Marcus is absolutely right to argue that just because a right isn’t mentioned in the constitution doesn’t mean the right doesn’t exist. In Griswold v. Connecticut, a case from 1965, the Supreme Court correctly overturned a state law forbidding the use of contraceptives by married couples. But privacy doesn’t legitimate illegitimate acts. After all, murder can take place in private, but that doesn’t make it legal. There are legitimate debates to be had as to whether the act abortion ends the life of the youngest and most vulnerable human beings.
These debates are difficult and complex, but we must have them. This issue must be debated in the public square. Thrusting the Supreme Court to the center of abortion politics, as Roe did, has damaged the Court, our national politics, and the judicial nomination process. We should return this issue the political process where public policy can be better aligned with public opinion. The immediate aftermath of the overruling of Roe will be messy, contentious, and ugly. It won’t be settled for a few years. But then, overtime, as voters make their voices heard in local elections throughout the country, the issue will settle and, eventually, recede to the background. Serious objections have lasted half a century. It will strengthen America if those objections were finally heard, debated, and resolved.

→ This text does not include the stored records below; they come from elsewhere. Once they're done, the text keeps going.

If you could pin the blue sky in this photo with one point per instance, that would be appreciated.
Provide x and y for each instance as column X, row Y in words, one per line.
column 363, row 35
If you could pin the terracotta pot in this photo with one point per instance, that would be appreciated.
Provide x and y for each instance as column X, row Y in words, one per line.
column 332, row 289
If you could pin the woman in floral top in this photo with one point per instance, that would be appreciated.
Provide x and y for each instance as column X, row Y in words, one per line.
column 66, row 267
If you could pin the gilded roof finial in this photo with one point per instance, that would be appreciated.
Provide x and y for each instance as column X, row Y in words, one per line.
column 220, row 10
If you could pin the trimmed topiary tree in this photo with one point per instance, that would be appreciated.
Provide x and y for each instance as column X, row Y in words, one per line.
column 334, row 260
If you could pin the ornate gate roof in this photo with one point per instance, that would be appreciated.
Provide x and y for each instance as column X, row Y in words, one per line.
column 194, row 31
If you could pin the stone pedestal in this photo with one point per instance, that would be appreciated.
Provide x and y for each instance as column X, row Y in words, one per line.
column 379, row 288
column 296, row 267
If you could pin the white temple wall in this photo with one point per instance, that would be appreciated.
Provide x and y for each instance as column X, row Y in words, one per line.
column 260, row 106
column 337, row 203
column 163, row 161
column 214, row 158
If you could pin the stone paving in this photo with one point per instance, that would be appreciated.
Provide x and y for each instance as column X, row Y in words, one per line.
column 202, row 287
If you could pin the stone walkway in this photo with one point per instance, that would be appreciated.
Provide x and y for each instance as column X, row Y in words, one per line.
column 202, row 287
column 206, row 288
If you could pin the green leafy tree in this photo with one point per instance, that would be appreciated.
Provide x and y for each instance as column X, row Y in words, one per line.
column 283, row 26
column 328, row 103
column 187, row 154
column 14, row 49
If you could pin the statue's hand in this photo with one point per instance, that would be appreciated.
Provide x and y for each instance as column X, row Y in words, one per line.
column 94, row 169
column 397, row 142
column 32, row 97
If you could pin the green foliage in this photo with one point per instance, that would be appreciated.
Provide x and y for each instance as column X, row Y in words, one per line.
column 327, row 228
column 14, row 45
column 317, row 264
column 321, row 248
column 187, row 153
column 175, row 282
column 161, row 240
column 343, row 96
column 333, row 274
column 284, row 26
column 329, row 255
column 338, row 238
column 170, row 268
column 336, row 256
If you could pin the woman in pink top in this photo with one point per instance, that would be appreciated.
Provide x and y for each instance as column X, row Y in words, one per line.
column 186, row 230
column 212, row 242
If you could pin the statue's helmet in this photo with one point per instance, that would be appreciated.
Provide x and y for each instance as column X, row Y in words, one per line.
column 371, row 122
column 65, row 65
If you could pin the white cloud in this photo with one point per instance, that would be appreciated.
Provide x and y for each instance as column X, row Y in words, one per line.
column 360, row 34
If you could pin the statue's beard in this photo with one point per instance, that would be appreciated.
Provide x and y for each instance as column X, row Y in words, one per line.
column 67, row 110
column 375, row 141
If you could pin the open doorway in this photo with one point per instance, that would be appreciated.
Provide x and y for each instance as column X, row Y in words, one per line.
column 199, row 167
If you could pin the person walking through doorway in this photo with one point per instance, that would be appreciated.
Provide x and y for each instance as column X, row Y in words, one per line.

I’ll end this with an interesting factoid that I learned when doing research for this letter. The Charlotte Lozier Institute produced a report in 2014 that analyzed abortion laws in 198 countries. It turns out that the United States is “one of just seven out of 198 countries that allow elective abortions after 20 weeks of pregnancy.” Two of the others are China and North Korea. By contrast, 39 out of 42 of European nations—including France and Germany—bar elective abortions at 15 weeks or less. Not one European country permits them through all nine months of pregnancy, as do seven states and the District of Columbia. It doesn’t make a person to be an extremist to wonder: shouldn’t we join the company of France and Germany instead of North Korea and China?